La nostalgie des provinces perdues -
encadrées de mauve - est également de mise dans ce
manuel :
"Les deux provinces
d'Alsace
et de Lorraine qui forment aujourd'hui des terres d'Empire
s'étaient données librement à la France. C'est par
la force qu'elles ont cessé d'être françaises. Avec
elles, la France a perdu une plaine opulente admirablement fertile et
cultivée, des monts et des coteaux couvert de forêts et de
vignes, des vallées jalonnées de fabriques et de
manufactures florissantes, de grandes cités industrielles,
foyers de science, de lumière et de patriotisme. Sur ce
territoire vivaient et prospéraient près de 1 600 000
habitants laborieux, intelligents, loyaux, dévoués
à la France et qui, depuis l'annexion, lui sont restés
obstinément fidèles".
Le sentiment d'appartenance s'acquiert
également par l'étude des paysages et des valeurs de la
France. L'ouvrage, Le tour de France
par deux enfants, a été étudié par
de nombreux élèves, futurs soldats lors de la
première guerre mondiale.
Le territoire français,
disséqué dans de nombreux manuels scolaires (Foncin,
Belin..), est l'objet de toutes les études. La cartographie de
la France et de ses colonies permet d'avoir une vision plus
complète de la diversité et de la grandeur de la France.
La commémoration permet
également l'unification nationale ; de nombreux monuments
aux morts
rappellent la défaite tragique de 1870 et la perte des provinces
perdues (l'Alsace et la Lorraine).
L'institution militaire provoque
également l'augmentation de la conscience nationale. Le
brassage social dans les casernes permet à de nombreux hommes de
découvrir d'autres habitudes, langues et modes de vie.

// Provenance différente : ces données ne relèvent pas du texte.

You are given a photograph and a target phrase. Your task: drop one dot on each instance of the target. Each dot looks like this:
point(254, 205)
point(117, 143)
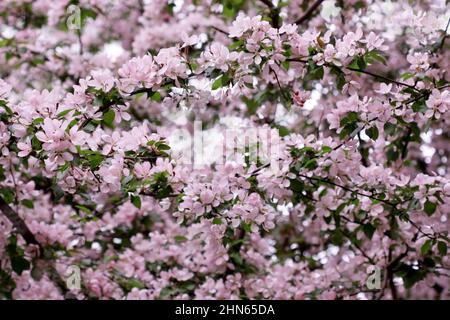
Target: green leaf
point(429, 207)
point(156, 96)
point(221, 81)
point(63, 113)
point(369, 230)
point(7, 194)
point(108, 118)
point(180, 238)
point(317, 73)
point(389, 128)
point(426, 247)
point(372, 133)
point(136, 201)
point(442, 248)
point(19, 264)
point(28, 203)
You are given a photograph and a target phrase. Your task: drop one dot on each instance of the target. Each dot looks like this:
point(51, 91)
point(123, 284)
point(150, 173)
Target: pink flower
point(102, 80)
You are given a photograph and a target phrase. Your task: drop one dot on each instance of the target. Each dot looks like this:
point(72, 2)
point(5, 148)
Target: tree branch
point(309, 12)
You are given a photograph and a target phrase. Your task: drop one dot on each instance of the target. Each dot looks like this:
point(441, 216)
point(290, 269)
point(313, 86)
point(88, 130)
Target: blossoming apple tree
point(354, 95)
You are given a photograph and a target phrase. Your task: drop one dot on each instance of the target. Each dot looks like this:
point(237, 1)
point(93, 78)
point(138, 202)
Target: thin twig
point(309, 12)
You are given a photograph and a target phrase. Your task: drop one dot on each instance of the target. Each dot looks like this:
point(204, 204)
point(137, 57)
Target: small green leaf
point(63, 113)
point(442, 248)
point(180, 238)
point(429, 207)
point(426, 247)
point(369, 230)
point(372, 133)
point(28, 203)
point(108, 117)
point(136, 201)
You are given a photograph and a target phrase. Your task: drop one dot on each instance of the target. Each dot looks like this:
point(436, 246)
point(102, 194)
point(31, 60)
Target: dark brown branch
point(274, 13)
point(18, 223)
point(30, 239)
point(309, 12)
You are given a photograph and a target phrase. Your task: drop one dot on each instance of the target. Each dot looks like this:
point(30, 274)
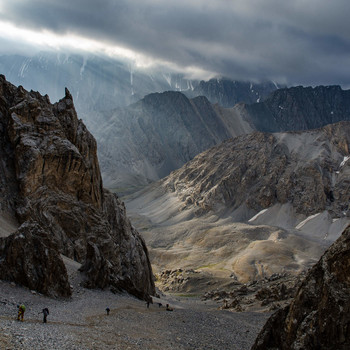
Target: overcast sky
point(289, 41)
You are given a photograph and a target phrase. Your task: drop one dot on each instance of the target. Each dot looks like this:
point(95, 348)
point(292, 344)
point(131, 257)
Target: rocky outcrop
point(30, 257)
point(58, 186)
point(227, 92)
point(300, 108)
point(307, 169)
point(158, 134)
point(162, 132)
point(318, 317)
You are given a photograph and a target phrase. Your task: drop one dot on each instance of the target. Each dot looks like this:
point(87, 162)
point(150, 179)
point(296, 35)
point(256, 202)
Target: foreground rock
point(318, 317)
point(50, 178)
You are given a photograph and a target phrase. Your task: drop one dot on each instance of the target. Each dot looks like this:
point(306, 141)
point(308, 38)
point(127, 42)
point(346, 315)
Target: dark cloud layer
point(295, 41)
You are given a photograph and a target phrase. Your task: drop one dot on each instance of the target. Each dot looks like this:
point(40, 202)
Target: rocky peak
point(57, 185)
point(318, 317)
point(300, 108)
point(261, 169)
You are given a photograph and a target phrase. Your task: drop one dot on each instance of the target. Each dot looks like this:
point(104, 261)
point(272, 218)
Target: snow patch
point(257, 215)
point(167, 78)
point(346, 158)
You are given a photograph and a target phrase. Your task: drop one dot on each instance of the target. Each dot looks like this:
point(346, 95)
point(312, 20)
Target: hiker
point(45, 313)
point(21, 310)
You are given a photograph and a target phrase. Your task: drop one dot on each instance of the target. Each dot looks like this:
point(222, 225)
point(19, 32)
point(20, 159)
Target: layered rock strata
point(319, 315)
point(307, 169)
point(52, 179)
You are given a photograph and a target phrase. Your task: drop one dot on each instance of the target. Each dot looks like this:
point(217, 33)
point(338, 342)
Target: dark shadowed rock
point(57, 184)
point(319, 315)
point(300, 108)
point(30, 257)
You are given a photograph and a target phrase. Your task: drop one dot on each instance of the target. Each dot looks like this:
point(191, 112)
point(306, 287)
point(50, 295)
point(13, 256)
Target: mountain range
point(253, 206)
point(147, 140)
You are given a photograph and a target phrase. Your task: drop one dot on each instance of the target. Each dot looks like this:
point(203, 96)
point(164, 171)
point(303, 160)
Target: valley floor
point(81, 322)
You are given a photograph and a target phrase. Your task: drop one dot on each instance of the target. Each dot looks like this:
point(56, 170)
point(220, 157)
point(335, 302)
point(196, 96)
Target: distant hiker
point(45, 313)
point(21, 310)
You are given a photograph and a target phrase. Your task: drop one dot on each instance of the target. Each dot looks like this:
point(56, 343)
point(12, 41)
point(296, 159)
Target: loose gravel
point(82, 323)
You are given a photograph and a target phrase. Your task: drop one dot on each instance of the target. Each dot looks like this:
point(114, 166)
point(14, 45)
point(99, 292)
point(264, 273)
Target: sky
point(294, 42)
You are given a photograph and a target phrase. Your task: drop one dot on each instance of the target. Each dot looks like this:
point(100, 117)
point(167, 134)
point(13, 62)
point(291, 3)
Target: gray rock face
point(260, 170)
point(300, 108)
point(228, 93)
point(318, 317)
point(158, 134)
point(57, 185)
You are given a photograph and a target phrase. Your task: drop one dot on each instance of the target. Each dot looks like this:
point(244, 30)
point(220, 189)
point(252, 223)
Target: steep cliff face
point(57, 185)
point(319, 315)
point(308, 169)
point(158, 134)
point(300, 108)
point(227, 92)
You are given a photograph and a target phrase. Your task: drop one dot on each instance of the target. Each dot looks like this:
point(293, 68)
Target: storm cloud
point(293, 42)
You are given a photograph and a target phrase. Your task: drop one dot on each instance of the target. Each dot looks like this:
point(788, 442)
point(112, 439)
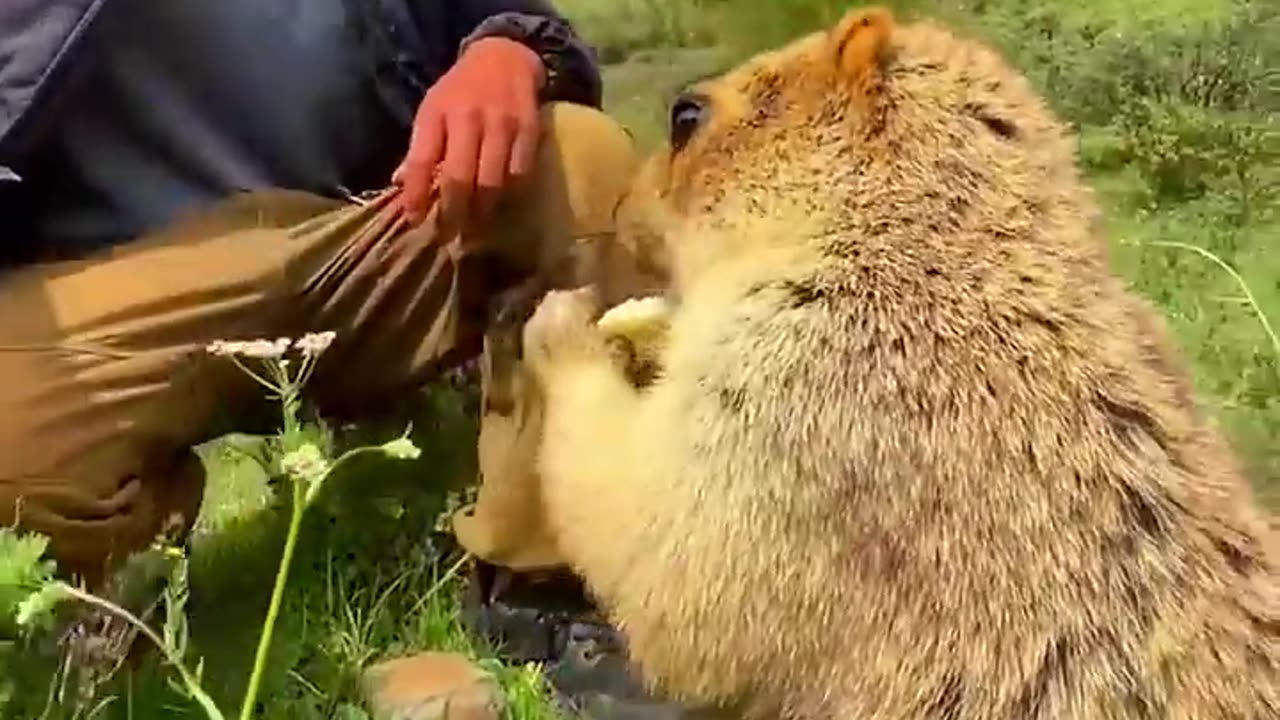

L'école et l'armée ont donc un
rôle déterminant dans la contruction du sentiment national
en France mais aussi en Europe.
En 1914, les opinions publiques ont
été préparées de longue date à
l'éventualité d'un conflit. En effet, les discours contre
les allemands, les poésies, la littérature, les
programmes scolaires ont diffusé un sentiment belliqueux dans la
société française.
Afin de consolider
l'idée nationale, il faut désigner un ennemi absolu
(l'Allemagne barbare) qu'il faudra éliminer pour que
s'épanouisse la civilisation ; la haine du voisin peut ainsi
servir d'exutoire aux divisions sociales, religieuses et politiques et
peut ainsi renforcer la solidarité nationale (la future union sacrée).